Un attentat-suicide portant la marque d'Al-Qaïda et visant des partisans de la rébellion chiite a fait au moins 47 morts jeudi à Sanaa, la capitale du Yémen, pays empêtré dans une crise politique qui menace de se transformer en guerre civile.

Un autre attentat-suicide également attribué au réseau extrémiste sunnite d'Al-Qaïda a tué vingt soldats et blessé 13 autres à un barrage de l'armée dans la province de Hadramout (sud-est).

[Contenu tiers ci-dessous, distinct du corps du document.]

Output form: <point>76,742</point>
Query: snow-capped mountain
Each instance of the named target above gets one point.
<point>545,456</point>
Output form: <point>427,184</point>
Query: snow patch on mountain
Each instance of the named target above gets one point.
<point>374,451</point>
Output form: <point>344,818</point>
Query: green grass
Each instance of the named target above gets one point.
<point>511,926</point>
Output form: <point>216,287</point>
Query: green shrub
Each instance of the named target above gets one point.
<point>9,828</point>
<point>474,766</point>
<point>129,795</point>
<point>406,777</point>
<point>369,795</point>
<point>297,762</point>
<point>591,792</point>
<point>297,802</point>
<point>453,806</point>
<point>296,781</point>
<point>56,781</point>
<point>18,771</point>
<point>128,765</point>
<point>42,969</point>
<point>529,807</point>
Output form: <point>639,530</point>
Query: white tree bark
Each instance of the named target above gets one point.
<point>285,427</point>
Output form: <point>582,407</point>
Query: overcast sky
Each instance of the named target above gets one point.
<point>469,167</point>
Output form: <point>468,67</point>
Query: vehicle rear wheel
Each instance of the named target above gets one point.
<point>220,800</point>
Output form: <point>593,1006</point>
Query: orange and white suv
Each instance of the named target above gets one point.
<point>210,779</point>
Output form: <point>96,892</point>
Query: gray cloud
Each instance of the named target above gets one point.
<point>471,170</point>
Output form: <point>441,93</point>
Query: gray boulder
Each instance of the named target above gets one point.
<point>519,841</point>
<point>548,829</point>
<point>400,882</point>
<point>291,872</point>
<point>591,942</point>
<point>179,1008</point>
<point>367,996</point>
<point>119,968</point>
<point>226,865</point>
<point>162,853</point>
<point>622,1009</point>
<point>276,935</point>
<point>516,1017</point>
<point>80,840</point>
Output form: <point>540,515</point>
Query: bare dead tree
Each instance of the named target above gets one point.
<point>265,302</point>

L'aggravation de la situation tombe au plus mauvais moment pour le président Abd Rabbo Mansour Hadi, qui a été incapable d'imposer le premier ministre Ahmed Awad ben Mubarak nommé mardi.

Sur la place Tahrir à Sanaa, un kamikaze a fait détoner sa ceinture d'explosifs - un mode d'action dont Al-Qaïda est familière - près d'un rassemblement de partisans des rebelles chiites d'Ansaruallah qui se sont emparés de la capitale yéménite le 21 septembre.

«Il est venu (à un barrage de) sécurité d'Ansaruallah et s'est fait exploser au moment où on le contrôlait», a déclaré à l'AFP un témoin, Abdelsalam Amer.

Selon le ministère de la Santé, 47 personnes ont été tuées et 75 blessées, l'attentat le plus meurtrier depuis mai 2012 à Sanaa où une centaine de soldats avaient péri dans une attaque-suicide d'Al-Qaïda.

M. Hadi a «condamné le lâche attentat terroriste», le plus sanglant depuis qu'Al-Qaïda a menacé d'une guerre sans merci les rebelles chiites, appelés houthis.

Un photographe de l'AFP a décrit des scènes d'horreur, avec des corps déchiquetés par des billes d'acier qui ont été mélangées à l'explosif, et des civils pris de panique courant dans tous les sens.

Les hôpitaux de Sanaa ont lancé des appels à des dons de sang et rappelé leurs personnels en congé pour soigner les blessés.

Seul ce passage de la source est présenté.